Re: branch-free tuplesort partitioning

John Naylor Mon, 10 Feb 2025 00:19:22 -0800

I benchmarked this a couple weeks ago, and just now got around to
putting the results in a presentable form.

I took some of the more interesting cases from the B&M test Peter
shared upthread (best and worst performers in a quick test) and ran
them with a range of "m" values.

This is exploratory work, so the attached script doesn't quite
correspond to what's in the spreadsheet, but it gives some idea of the
details. I used 1 million records for everything, with prewarm and
turbo off.

-Random with modulus
This is the best case, beating our current sort on all but the lowest
cardinality inputs (which are only slightly slower).

-Sawtooth
This is the worst case, worse for all saw sizes. The case with 30 saws
is particularly bad. I tried adding a recursion stopping heap sort,
but that made things worse. I had hoisted the presorted check out of
the recursion steps because it used the full comparator (for
simplicity), and adding back a specialized check for every recursion
helped somewhat, but not enough to matter.

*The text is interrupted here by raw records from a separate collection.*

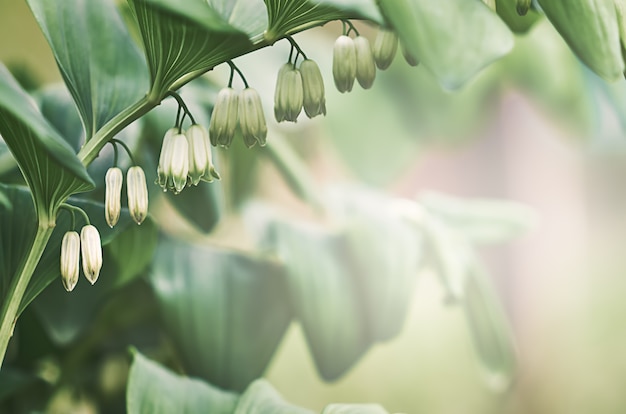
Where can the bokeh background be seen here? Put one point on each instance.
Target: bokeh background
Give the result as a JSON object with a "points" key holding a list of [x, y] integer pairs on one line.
{"points": [[536, 128]]}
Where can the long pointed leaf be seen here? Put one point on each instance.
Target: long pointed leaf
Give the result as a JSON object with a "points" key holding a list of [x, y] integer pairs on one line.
{"points": [[101, 65], [453, 38], [226, 311], [48, 163], [156, 390]]}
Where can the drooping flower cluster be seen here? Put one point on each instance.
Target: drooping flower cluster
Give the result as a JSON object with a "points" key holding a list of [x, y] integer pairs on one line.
{"points": [[137, 191], [74, 248], [297, 89], [354, 59], [243, 109], [185, 159]]}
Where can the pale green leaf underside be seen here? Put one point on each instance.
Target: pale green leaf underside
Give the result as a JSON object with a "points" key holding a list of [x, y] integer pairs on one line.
{"points": [[101, 65], [590, 28], [47, 162], [155, 390], [455, 39]]}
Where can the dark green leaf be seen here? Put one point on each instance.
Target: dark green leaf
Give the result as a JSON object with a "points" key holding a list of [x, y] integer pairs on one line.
{"points": [[519, 24], [100, 63], [155, 390], [181, 38], [132, 250], [225, 310], [261, 398], [453, 38], [49, 165], [591, 29]]}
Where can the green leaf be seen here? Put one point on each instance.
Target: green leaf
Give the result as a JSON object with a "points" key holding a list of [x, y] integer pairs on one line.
{"points": [[49, 165], [132, 250], [99, 62], [181, 38], [384, 255], [354, 409], [226, 311], [590, 28], [490, 331], [480, 220], [261, 398], [363, 8], [155, 390], [323, 293], [288, 17], [507, 11], [455, 39], [48, 267]]}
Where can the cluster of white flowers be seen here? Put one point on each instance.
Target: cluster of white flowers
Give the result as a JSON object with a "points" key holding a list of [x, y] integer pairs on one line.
{"points": [[73, 247], [137, 191], [185, 159], [298, 89], [354, 59]]}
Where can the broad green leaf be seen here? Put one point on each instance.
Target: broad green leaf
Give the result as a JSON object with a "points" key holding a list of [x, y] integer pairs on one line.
{"points": [[99, 62], [156, 390], [455, 39], [49, 165], [226, 311], [261, 398], [323, 293], [507, 11], [364, 8], [132, 250], [14, 380], [480, 220], [182, 38], [354, 409], [489, 329], [57, 106], [590, 28], [385, 256], [289, 17]]}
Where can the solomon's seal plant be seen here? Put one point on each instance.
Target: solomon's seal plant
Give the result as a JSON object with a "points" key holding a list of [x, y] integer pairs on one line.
{"points": [[223, 310]]}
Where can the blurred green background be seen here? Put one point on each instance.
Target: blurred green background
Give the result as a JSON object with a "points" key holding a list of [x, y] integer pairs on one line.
{"points": [[535, 127]]}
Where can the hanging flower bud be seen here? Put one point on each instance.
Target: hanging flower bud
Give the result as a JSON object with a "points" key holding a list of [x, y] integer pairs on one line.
{"points": [[200, 161], [385, 47], [70, 257], [224, 118], [165, 158], [179, 165], [91, 250], [344, 63], [522, 7], [314, 101], [288, 97], [408, 57], [365, 65], [137, 194], [113, 195], [252, 118]]}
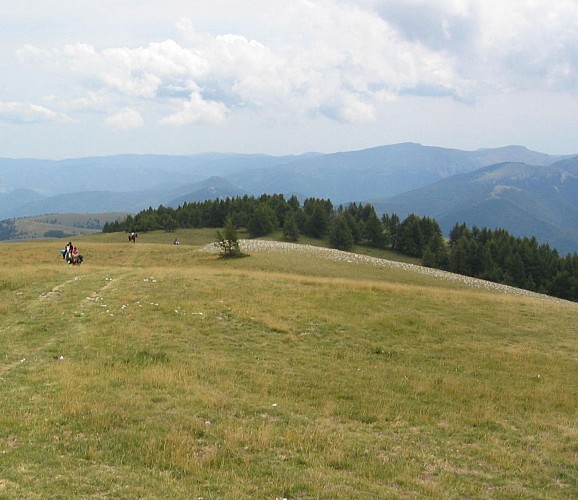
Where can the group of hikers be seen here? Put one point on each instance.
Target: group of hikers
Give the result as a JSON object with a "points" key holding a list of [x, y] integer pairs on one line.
{"points": [[70, 254]]}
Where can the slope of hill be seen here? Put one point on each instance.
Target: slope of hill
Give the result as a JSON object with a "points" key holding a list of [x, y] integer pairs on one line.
{"points": [[523, 199], [158, 371]]}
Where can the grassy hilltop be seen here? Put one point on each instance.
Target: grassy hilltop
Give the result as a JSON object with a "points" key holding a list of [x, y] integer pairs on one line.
{"points": [[158, 371]]}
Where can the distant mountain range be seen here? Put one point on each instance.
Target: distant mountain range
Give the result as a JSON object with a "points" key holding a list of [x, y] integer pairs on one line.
{"points": [[525, 192]]}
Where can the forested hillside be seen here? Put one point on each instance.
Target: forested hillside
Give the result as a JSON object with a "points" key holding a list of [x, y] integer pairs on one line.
{"points": [[494, 255]]}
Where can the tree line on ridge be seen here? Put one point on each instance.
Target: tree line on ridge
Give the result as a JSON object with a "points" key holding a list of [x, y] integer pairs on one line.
{"points": [[494, 255]]}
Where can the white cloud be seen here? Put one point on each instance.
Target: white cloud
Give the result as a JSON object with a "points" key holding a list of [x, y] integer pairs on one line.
{"points": [[20, 112], [196, 110], [283, 63], [126, 119]]}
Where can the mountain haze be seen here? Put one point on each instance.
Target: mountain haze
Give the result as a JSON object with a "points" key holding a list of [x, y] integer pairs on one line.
{"points": [[526, 192]]}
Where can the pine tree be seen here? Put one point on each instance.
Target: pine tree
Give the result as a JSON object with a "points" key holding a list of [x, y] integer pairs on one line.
{"points": [[340, 236], [228, 242]]}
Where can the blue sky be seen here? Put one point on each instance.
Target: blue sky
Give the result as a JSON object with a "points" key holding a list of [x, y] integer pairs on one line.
{"points": [[180, 77]]}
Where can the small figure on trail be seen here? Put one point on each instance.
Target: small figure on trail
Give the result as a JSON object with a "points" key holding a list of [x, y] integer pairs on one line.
{"points": [[75, 255], [67, 255]]}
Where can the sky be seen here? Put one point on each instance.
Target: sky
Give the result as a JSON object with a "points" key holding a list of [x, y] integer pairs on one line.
{"points": [[92, 78]]}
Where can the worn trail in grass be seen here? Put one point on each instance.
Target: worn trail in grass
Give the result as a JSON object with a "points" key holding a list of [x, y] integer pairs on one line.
{"points": [[156, 371]]}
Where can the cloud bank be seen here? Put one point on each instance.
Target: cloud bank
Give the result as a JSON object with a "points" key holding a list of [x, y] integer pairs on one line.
{"points": [[344, 61]]}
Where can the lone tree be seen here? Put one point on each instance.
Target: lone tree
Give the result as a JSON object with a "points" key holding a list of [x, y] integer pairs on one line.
{"points": [[228, 242]]}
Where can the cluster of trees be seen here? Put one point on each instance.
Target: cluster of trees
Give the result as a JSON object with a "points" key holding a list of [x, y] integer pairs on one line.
{"points": [[7, 229], [494, 255]]}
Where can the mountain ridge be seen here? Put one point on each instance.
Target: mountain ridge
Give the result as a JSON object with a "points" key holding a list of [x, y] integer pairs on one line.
{"points": [[384, 175]]}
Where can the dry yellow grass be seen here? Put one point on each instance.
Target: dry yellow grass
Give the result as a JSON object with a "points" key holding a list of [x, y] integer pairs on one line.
{"points": [[156, 371]]}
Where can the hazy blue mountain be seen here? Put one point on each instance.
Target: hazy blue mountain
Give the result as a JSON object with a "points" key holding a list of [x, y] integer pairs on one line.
{"points": [[124, 172], [525, 193], [382, 171], [13, 199], [211, 189], [523, 199], [121, 201]]}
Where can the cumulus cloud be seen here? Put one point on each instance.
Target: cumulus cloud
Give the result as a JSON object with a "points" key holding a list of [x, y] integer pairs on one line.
{"points": [[340, 59], [126, 119], [20, 112], [196, 110]]}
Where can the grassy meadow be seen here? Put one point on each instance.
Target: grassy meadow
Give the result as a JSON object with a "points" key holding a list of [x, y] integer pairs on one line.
{"points": [[158, 371]]}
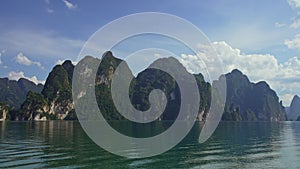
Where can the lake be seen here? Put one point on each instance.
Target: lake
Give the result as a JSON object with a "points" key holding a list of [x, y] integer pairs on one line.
{"points": [[63, 144]]}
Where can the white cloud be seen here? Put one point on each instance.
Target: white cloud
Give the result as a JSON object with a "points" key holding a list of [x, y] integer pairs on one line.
{"points": [[294, 43], [69, 5], [23, 60], [40, 44], [279, 25], [294, 3], [284, 78], [17, 75]]}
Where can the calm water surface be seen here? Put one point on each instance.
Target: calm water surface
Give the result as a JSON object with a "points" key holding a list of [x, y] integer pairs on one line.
{"points": [[63, 144]]}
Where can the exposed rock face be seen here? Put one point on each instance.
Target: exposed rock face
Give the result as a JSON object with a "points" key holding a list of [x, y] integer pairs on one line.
{"points": [[55, 100], [245, 100], [3, 112], [251, 101], [13, 93], [294, 109]]}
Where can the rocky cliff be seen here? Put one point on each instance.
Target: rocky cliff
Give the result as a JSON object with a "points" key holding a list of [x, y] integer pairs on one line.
{"points": [[55, 100], [13, 93], [248, 101], [3, 112], [294, 109]]}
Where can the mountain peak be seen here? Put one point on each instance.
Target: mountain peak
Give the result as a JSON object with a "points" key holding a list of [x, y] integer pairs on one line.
{"points": [[67, 62], [296, 97]]}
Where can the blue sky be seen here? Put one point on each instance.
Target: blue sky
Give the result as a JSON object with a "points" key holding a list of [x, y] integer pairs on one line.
{"points": [[37, 34]]}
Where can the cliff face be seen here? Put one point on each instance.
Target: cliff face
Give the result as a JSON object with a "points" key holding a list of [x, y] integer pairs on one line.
{"points": [[55, 100], [251, 101], [246, 101], [3, 112], [13, 93], [294, 109]]}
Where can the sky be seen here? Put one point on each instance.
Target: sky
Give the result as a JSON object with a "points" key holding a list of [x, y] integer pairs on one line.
{"points": [[261, 38]]}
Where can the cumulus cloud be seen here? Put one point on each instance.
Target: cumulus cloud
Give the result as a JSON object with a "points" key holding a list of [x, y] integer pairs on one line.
{"points": [[17, 75], [284, 78], [294, 3], [23, 60], [294, 43], [69, 5]]}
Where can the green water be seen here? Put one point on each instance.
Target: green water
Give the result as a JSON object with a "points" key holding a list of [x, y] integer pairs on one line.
{"points": [[63, 144]]}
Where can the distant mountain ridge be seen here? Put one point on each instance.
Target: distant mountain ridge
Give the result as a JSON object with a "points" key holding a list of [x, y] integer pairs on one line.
{"points": [[294, 110], [248, 101], [13, 93]]}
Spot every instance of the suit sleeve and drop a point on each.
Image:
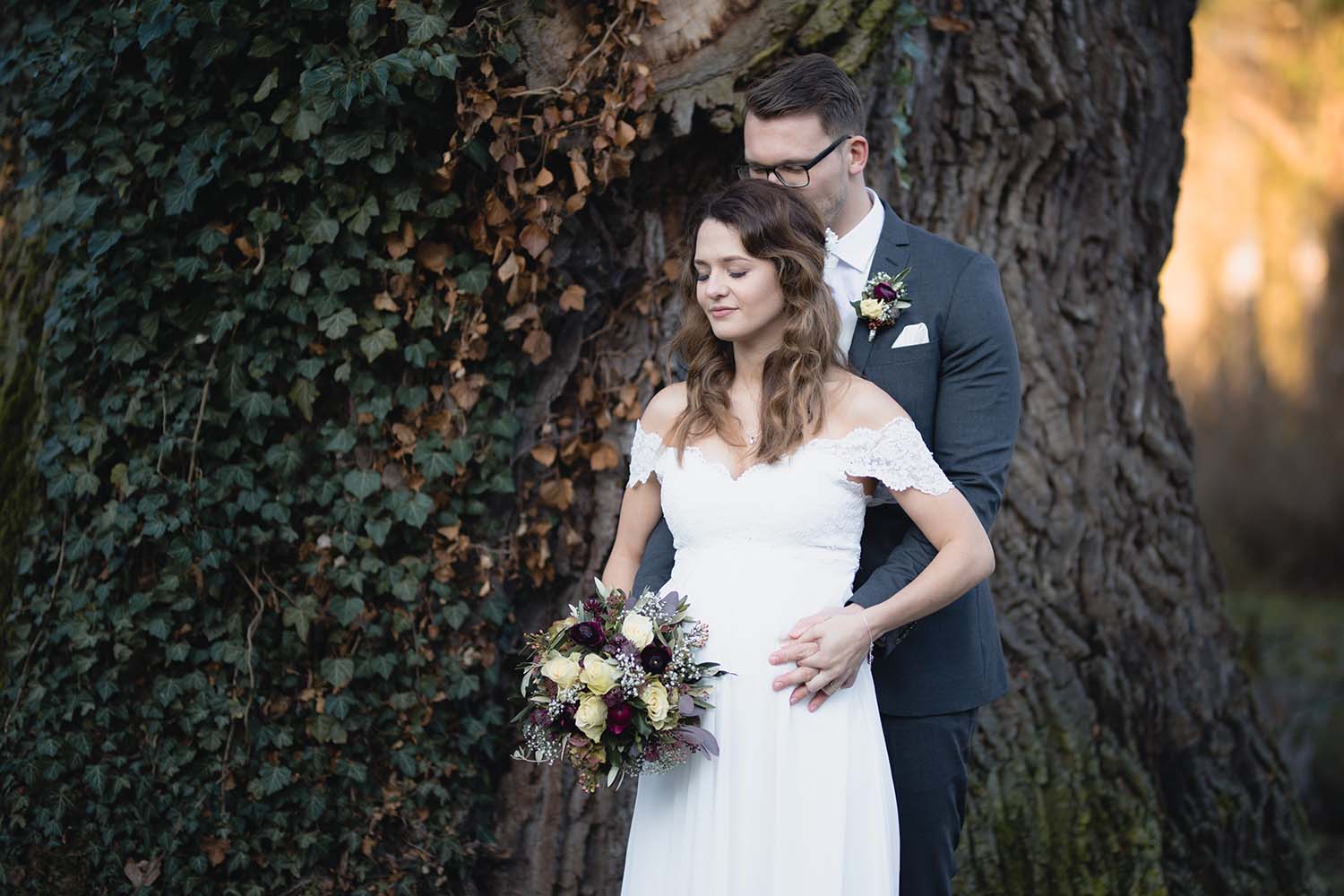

-Stagger [value = (i*multiplier + i) % num_records]
No clear winner here.

-Miscellaneous cases
Random and ascending are repeated in the spreadsheet for reference.
-Zipfian is from the numpy random number generator using 1.01 as the
parameter. Patch looks good here.
-"s95" is 95% ascending with 5% random tail. This regresses a bit.
-"p5" is a best case for our current sort: 95% zeros, 2.5% random
negative values, and 2.5% random positive values. The first pivot is
pretty much guaranteed to be zero, so in master all zeros are moved to
the middle partition upon first recursion. The patch takes two passes
to bucket all zeros together (because branchless comparisons with
single machine instructions must be 2-way and not 3-way), but in the
grand scheme of things it amounts to only a small regression.
-Organ regresses substantially.
-Descending regresses but not as much as I expected since descending
input is supposed to be a bad case for Lomuto partitioning schemes.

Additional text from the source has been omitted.